Tips for Effective Practice:
  • Take It Slow: Start with simple maneuvers and gradually increase the difficulty as you become more comfortable.
  • Use a Spotter: If possible, have someone assist you as a spotter. They can provide guidance and feedback, especially when practicing backing up and parking.
  • Record Your Sessions: Consider recording your practice sessions using a dashcam or a smartphone. Reviewing the footage can help you identify areas for improvement.
  • Learn from Others: Join RV forums or groups where experienced RVers share their tips and tricks. The iRV2 forums are a great place to gain valuable insights and advice from those who have been on the road for a while.

By taking the time to practice driving or towing your RV, you’ll be better prepared for your solo travels. This preparation will not only make your trips safer but also more enjoyable and stress-free.

10. Bring a Dog (or Two) on Your Solo Travel Adventures

Bringing your dog along on your solo RV travels can be a delightful and reassuring experience. Dogs make excellent traveling companions and provide an added layer of security. They are always eager to explore new places and can alert you to unusual activity at your campsite. Here’s how to ensure a safe and enjoyable journey with your furry friends:

Benefits of Traveling with Dogs:
  • Companionship: Dogs offer constant companionship, which can alleviate feelings of loneliness during solo travels.
  • Security: They act as an early warning system, alerting you to any unusual activity around your campsite.
  • Routine: Traveling with a dog helps maintain a routine, as you’ll need to walk and feed them regularly.
Tips for Safe and Happy Travels with Your Dog:
  • Proper Identification: Ensure your dog wears a collar or harness with an ID tag that includes your current phone number and a tag with your campsite number. This helps in quickly locating them if they wander off.
  • Carry Veterinary Records: Always have up-to-date veterinary information, including vaccine records, with you. This is crucial in case of a medical emergency.
  • Locate Nearest Veterinarian: Before you settle at a campground, find out where the nearest veterinarian is located.
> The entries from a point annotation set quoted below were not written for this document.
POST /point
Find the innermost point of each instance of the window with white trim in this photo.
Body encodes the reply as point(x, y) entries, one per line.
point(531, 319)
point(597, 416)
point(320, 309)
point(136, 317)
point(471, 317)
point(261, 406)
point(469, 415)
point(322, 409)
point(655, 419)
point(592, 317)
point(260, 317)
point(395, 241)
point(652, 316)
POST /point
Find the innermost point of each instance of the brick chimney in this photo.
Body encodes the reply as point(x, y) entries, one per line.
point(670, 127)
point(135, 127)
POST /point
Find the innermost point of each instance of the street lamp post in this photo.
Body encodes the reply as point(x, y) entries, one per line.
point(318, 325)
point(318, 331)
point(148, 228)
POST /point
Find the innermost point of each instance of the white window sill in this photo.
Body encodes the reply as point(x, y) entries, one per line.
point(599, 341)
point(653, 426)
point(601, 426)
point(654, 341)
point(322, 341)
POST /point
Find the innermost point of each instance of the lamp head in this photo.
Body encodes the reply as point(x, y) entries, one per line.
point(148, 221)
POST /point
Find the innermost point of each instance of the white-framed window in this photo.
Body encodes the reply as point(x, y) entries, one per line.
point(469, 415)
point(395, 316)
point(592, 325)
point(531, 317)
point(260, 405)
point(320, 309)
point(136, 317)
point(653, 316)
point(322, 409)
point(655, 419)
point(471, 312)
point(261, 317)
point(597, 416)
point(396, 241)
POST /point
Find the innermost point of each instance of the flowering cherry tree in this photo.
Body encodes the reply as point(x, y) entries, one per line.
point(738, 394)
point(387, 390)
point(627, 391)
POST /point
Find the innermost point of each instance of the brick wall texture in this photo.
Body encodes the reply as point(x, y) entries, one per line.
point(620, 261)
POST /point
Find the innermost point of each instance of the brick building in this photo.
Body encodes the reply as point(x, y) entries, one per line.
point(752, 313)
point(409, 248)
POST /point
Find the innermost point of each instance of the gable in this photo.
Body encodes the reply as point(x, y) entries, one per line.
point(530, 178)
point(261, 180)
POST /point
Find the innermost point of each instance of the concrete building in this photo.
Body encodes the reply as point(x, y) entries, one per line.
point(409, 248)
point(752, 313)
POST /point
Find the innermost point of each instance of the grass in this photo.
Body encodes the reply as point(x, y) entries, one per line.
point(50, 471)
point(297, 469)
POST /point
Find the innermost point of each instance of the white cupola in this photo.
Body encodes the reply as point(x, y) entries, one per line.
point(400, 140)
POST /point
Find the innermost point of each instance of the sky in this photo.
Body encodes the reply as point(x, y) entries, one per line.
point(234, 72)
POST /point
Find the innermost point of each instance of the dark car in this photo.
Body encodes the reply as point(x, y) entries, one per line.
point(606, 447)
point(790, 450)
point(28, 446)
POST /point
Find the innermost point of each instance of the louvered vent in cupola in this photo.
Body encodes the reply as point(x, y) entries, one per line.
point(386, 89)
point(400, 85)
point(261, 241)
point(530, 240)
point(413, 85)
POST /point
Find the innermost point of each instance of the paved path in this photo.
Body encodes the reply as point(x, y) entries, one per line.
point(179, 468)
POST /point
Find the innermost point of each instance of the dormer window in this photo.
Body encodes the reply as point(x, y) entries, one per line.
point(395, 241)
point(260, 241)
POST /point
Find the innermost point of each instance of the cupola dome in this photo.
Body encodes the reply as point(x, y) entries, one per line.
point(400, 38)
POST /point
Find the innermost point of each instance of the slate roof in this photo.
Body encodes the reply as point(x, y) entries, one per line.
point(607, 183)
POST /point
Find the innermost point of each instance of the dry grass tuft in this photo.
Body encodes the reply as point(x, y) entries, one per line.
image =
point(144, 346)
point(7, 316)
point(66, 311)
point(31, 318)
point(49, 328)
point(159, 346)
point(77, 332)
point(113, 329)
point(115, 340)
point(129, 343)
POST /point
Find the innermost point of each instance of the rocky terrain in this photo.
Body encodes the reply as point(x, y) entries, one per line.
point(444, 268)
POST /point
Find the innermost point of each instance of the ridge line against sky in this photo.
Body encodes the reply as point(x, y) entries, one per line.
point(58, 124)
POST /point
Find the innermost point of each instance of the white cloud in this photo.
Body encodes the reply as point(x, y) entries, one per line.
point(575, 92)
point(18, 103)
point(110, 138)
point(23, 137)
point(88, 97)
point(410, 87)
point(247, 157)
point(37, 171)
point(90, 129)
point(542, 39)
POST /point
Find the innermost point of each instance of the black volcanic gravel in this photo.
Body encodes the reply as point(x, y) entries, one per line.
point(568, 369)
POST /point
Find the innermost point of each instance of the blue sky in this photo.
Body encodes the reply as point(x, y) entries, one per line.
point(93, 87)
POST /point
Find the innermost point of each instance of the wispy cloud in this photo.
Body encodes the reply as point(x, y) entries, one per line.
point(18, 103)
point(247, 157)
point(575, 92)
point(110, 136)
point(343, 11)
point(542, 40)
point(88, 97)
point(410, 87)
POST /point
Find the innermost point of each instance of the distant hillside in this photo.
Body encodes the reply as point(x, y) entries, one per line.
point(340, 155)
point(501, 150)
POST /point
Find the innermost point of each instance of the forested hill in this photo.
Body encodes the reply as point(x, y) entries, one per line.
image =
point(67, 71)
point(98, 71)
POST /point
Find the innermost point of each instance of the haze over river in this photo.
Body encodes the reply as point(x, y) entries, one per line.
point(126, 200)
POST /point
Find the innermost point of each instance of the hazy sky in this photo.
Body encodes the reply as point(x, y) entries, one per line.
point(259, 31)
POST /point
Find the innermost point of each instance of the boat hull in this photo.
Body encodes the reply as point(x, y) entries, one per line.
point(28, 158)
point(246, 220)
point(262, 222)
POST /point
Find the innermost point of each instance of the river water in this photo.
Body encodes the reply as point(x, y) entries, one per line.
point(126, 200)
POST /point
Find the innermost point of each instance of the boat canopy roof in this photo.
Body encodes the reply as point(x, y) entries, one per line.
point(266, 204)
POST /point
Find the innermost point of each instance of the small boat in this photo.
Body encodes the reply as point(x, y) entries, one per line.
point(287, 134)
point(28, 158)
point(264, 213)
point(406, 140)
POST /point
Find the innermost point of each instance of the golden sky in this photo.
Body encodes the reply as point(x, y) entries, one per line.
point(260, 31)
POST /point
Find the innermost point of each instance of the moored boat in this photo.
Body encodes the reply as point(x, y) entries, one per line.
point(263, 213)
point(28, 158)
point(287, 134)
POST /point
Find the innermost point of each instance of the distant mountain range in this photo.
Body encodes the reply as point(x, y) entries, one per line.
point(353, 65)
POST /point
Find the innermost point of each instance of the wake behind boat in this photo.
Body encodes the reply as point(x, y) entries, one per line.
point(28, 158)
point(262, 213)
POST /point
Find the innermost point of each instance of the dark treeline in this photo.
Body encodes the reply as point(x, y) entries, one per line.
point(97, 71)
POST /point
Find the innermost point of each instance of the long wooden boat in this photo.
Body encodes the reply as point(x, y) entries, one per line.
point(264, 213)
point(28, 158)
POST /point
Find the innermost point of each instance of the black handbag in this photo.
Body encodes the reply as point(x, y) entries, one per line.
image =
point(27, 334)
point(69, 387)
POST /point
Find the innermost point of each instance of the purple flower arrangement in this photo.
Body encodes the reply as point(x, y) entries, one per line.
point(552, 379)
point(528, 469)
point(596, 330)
Having this information readily available can save precious time in an emergency.
  • Leash and Containment: Keep your dog on a leash or in a fenced area when they are not inside the RV. This ensures their safety and prevents them from wandering into dangerous areas or disturbing other campers.
  • Comfort and Safety in the RV: Make sure your RV is comfortable for your dog. Bring their favorite bed, toys, and enough food and water. Ensure good ventilation and temperature control inside the RV.
Additional Tips:
  • Pet-Friendly Campgrounds: Research and choose campgrounds that are pet-friendly and have amenities like dog parks or walking trails.
  • Health Check: Before setting off on your trip, take your dog for a health check-up to ensure they are fit for travel.
  • Pet First Aid Kit: Pack a pet-specific first aid kit that includes items like bandages, antiseptic wipes, tweezers, and any medications your dog might need.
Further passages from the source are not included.